Forum Indonesia untuk Transparansi Anggaran (FITRA) menyarankan Presiden Joko Widodo (Jokowi) untuk mengevaluasi secara serius menteri-menterinya. Manajer Riset Seknas Fitra, Badiul Hadi, menilai, hal ini perlu dilakukan karena saat ini secara ekonomi Indonesia sedang dalam keadaan tidak kondusif.
Hal ini disampaikan Baidul merespons kemarahan Presiden Jokowi terkait masalah impor. Diketahui, saat memberikan afirmasi bangga buatan Indonesia yang digelar di Bali pada Jumat (25/3), raut wajah Jokowi nampak kecewa saat mengetahui masih banyak kementerian/lembaga dan pemerintah daerah yang masih doyan produk impor ketimbang produk dalam negeri.
Bahkan, mantan Wali Kota Solo itu sempat melarang peserta untuk bertepuk tangan. Tidak hanya itu saja, Presiden juga sempat menyinggung soal reshuffle kabinet.
"Melihat situasi yang tdak kondusif secara ekonomi, saya kira presiden harus betul-betul secara serius melakukan evaluasi terhadap kinerja pembantunya. Makanya saya bilang antara reshuffle dan evaluasi kinerja pembantu presiden. Karena ini sangat penting," ujar Fitra sebuah diskusi daring bertajuk, "Jokowi Jengkel: Menuju Reshuffle Kabinet?" pada Minggu (27/3).

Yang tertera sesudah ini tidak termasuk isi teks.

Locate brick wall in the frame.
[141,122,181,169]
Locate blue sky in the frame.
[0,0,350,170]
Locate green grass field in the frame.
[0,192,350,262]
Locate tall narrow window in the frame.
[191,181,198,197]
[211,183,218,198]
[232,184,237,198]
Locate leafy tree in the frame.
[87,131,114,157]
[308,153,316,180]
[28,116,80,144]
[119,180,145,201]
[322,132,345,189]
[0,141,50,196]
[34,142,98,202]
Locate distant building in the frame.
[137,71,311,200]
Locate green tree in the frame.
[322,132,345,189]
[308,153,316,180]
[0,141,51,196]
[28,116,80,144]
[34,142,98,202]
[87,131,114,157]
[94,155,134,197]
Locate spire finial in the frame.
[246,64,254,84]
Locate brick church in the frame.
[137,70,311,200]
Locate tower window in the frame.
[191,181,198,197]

"Kemarin di Bali, Pak Jokowi sudah menyinggung berapa kementerian, tapi apakah kementerian-kementerian itu yang di-reshuflle? Karena kita tahu ada beberapa profesional, tapi ada juga yang di belakangannya parpol besar dalam konteks koalisi. Jadi itu tantangan tersendiri," sambung dia.

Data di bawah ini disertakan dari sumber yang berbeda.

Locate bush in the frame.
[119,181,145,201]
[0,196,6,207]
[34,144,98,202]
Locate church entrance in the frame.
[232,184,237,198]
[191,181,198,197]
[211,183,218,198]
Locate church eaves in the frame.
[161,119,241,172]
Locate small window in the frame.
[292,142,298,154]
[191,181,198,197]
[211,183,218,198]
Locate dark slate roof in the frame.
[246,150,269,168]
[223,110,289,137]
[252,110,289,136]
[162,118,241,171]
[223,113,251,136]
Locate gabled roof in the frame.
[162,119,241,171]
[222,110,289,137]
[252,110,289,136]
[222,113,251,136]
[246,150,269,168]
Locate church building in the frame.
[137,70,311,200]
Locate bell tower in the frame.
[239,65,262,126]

Menurut Baidul, kemarahan Jokowi sebenarnya dipicu oleh situasi sektor pangan yang dalam posisi sangat memperihatinkan. Selain itu, mimpi besar Jokowi dalam pemindahan Ibu Kota Negara (IKN) ke Kalimantan Timur juga terhambat lantaran skema pembiyaan juga belum pasti.

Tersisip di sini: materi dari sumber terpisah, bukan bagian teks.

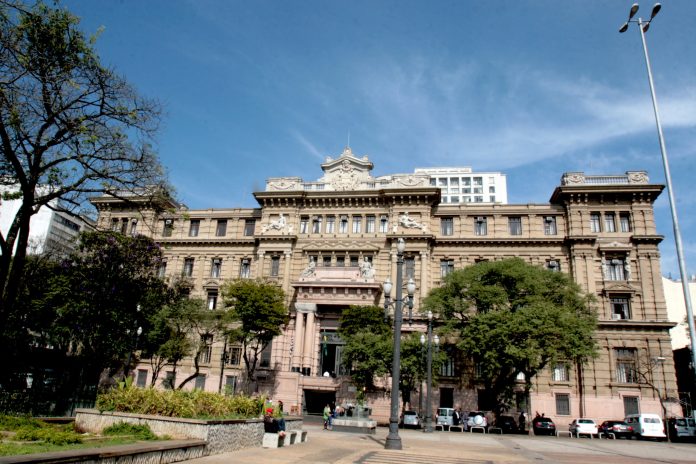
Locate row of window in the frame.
[162,219,256,237]
[440,216,558,236]
[154,210,632,237]
[590,212,632,233]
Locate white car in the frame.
[568,418,599,437]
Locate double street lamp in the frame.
[619,3,696,369]
[383,238,416,450]
[421,311,440,433]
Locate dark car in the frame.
[495,416,517,433]
[599,421,633,440]
[532,417,556,435]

"Dan membuat Presiden agak kesal juga, kecewa dengan kinerja menteri-menterinya. Ternyata dari sekian waktu diproses wacana IKN ini, sudah diresmikan formasi, belum ada anggaran yang jelas. Sehingga mau tidak mau harus lari kencang ke APBN," ungkap Baidul.
Baidul mengatakan, situasi tersebut diperpuruk oleh kebijakan di sektor pangan. Kata dia, terdapat dua sisi yang berlawanan secara ekstrem. Pemerintah getol bicara infrastruktur dalam konteks IKN tapi di satu sisi nasib rakyat terabaikan karena kebijakan pangan tidak berpihak kepada masyarakat.
"Ini yang saya kira menjadi dua poin penting kenapa kemudian Presiden (Jokowi) marah," katanya.
Baidul mengatakan, dua isu besar ini, yakni anggaran IKN dan karut-marut sektor pangan kemudian dikaitkan dengan penyerapan APBN yang tidak maksimal. Selain pemerintah daerah, Baidul menyebut, kementerian-kementerian juga banyak melakukan bluder terkait penyerapan anggaran.
Dalam konteks inilah Baidul meminta Jokowi untuk melakukan evaluasi secara serius terhadap kinerja menterinya. Menurutnya, Jokowi mesti tegas, dan berani menghadapi tekanan-tekanan partai politik pendukung dalam hal reshuflle.
"Ini menjadi catatan serius bagi Presiden dan saya kira iringannya adalah isu reshuflle. Tapa bagi saya, isu reshuflle bukan perkara mudah bagi Presiden, dihadapkan pada banyak hal. Misalnya, berani enggak sama partai-partai. Kalau enggak berani enggak ada lagi reshuflle. Hanya wacana," pungkas Baidul.